El balneario y la antítesis campo-ciudad

“Uno de los requisitos que una clientela distinguida exigía a las aguas termales era su ‘conveniencia’. Como atestigua Emilia Pardo Bazán, algunas estaban socialmente mejor consideradas que otras. Y afirmaba: ‘Entre las aguas minerales las hay que es honroso beber, y las hay que es sospechoso y denigrante. No he de especificar estas últimas, líbreme Dios, por lo mismo que su nombre, virtudes y efectos están en la memoria y en la mente de todos, pero al frente de las primeras, de las que viste bien tomar y necesitar, figuran las bicarbonatado-sódicas –Vichy, Mondariz–. Sin afirmar que sólo acuda a estas fuentes la gente de entendimiento, de verdadera actividad cerebral y de alta cultura, digo que en ellas siempre la he visto en mayoría”, señala Yolanda Pérez Sánchez, responsable del texto histórico correspondiente a la magnífica obra titulada Buvette. Fundación Mondariz Balneario, Aguas de Mondariz. Fuente del Val, S.A., 2008.

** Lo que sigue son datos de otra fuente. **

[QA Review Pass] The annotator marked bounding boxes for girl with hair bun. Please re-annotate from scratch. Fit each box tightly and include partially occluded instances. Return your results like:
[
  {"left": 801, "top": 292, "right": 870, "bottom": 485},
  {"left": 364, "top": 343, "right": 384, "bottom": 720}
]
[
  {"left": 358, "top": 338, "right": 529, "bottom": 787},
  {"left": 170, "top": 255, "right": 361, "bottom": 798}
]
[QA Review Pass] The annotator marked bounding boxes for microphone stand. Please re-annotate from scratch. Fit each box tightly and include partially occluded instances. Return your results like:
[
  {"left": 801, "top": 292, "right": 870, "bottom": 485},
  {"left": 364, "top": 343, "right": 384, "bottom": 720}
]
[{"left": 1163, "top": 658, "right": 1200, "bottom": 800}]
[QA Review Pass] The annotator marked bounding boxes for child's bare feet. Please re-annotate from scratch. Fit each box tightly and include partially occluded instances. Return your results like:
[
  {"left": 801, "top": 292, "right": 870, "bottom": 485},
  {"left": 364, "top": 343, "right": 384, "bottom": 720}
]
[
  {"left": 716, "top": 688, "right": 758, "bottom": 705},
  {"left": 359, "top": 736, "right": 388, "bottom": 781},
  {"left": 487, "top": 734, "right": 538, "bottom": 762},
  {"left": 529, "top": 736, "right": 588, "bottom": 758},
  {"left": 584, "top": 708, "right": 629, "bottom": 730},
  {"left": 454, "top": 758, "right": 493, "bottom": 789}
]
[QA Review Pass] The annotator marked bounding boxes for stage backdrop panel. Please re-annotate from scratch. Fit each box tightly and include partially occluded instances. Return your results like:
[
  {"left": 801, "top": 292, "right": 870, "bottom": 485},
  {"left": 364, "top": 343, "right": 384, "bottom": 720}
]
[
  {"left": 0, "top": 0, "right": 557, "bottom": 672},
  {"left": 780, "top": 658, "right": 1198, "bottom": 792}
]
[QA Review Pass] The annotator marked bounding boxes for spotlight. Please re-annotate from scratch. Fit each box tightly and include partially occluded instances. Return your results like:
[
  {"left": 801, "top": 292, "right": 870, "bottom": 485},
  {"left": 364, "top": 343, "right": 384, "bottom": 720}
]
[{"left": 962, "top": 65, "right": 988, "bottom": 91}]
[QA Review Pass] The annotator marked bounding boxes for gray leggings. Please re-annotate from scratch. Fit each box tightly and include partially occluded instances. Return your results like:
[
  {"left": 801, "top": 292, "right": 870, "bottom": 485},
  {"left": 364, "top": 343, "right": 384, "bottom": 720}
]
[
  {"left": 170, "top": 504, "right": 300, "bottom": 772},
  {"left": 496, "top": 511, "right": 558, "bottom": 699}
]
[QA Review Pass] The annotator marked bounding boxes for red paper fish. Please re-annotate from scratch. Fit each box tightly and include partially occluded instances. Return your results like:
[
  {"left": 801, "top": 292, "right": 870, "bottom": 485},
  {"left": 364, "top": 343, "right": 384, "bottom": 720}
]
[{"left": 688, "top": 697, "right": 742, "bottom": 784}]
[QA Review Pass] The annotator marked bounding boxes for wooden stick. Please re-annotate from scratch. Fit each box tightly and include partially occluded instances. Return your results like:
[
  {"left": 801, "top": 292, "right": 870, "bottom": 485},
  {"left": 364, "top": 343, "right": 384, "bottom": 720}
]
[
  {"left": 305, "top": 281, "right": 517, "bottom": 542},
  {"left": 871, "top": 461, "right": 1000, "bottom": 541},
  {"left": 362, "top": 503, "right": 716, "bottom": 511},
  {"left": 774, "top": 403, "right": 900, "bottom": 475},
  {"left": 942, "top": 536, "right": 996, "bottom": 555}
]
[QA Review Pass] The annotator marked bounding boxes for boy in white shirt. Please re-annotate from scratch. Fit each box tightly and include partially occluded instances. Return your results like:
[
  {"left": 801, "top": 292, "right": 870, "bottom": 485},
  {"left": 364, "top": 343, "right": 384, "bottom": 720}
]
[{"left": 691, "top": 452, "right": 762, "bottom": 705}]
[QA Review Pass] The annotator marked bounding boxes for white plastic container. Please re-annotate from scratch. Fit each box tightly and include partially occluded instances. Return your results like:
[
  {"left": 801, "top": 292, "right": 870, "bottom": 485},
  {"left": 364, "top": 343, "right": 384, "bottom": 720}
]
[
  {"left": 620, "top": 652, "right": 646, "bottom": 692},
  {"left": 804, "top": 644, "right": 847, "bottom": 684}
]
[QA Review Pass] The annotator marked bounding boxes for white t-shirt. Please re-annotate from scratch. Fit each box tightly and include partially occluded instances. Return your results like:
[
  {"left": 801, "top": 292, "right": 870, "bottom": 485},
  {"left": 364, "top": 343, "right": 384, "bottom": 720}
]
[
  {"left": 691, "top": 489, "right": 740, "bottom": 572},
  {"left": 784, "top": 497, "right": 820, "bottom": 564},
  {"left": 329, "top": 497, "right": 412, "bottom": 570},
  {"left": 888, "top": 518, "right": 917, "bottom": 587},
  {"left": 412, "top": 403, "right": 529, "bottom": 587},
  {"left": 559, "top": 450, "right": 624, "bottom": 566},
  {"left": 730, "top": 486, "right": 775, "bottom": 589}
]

El balneario y la antítesis campo-ciudad

Recordemos que no pocos cronistas aseveraban: “El amor que le tienen los portugueses”. Asimismo, “la predilección con que a él acuden los intelectuales”. He aquí los dos perfiles característicos del balneario de Mondariz. Cuando este “establecimiento” todavía era una modesta fonda, en 1888, la escritora gallega Emilia Pardo Bazán identificaba Mondariz con la moderna alternativa a los “regios monasterios en que se realizaba el ideal de Fray Luis de León, de vida ritma y contemplativa” para “la flor y la nata de España y Portugal”.

Al cabo de diez años –ya inaugurado el Gran Hotel– la revista ‘La Temporada’ aseguraba que la mayoría de los agüistas procedían de “grandes centros de población, en donde el predominio de la vida intelectual suele alterar el funcionamiento de la vida orgánica y pertenecen en su mayor parte a las clases acomodadas y cultas. Están pues, acostumbradas a la comodidad”.

Si ahora consideramos la antítesis de campo-ciudad, es preciso matizar que aquel ideal de la vida campestre como antinomia de la vida urbana existía, desde luego, antes de que la Revolución Industrial y sus consecuencias provocasen la “demonización” de la urbe, transformándola así en la diana de todos los males del ser humano moderno. ¿Quién podría olvidar que las “villas romanas” son el primer testimonio de este modo de vida estructurado por una avanzada cultura urbana que convierte la experiencia de “habitar el campo” en un paradigma a la altura de sus necesidades? Plinio el Joven –en la antigua Roma– aconsejaba mediante sus “Cartas” que el hombre de la ciudad debía adquirir una pequeña propiedad en el campo, para recuperarse de los excesos de la vida ciudadana.

Revisando pretéritas figuras y pensamientos, el poeta italiano Francesco Petrarca –mediados del siglo XIV– vuelve a estimar en el campo el “espacio ideal” para “la vida contemplativa” y para “la creación artística y filosófica”. Ya en el siglo XVI –espíritu del arte del Renacimiento– Palladio escribía que la “villa” era “el lugar donde el cuerpo conserva más fácilmente la fuerza y la salud”. Ambos, pues, seguidores de los sabios consejos del poeta latino Horacio.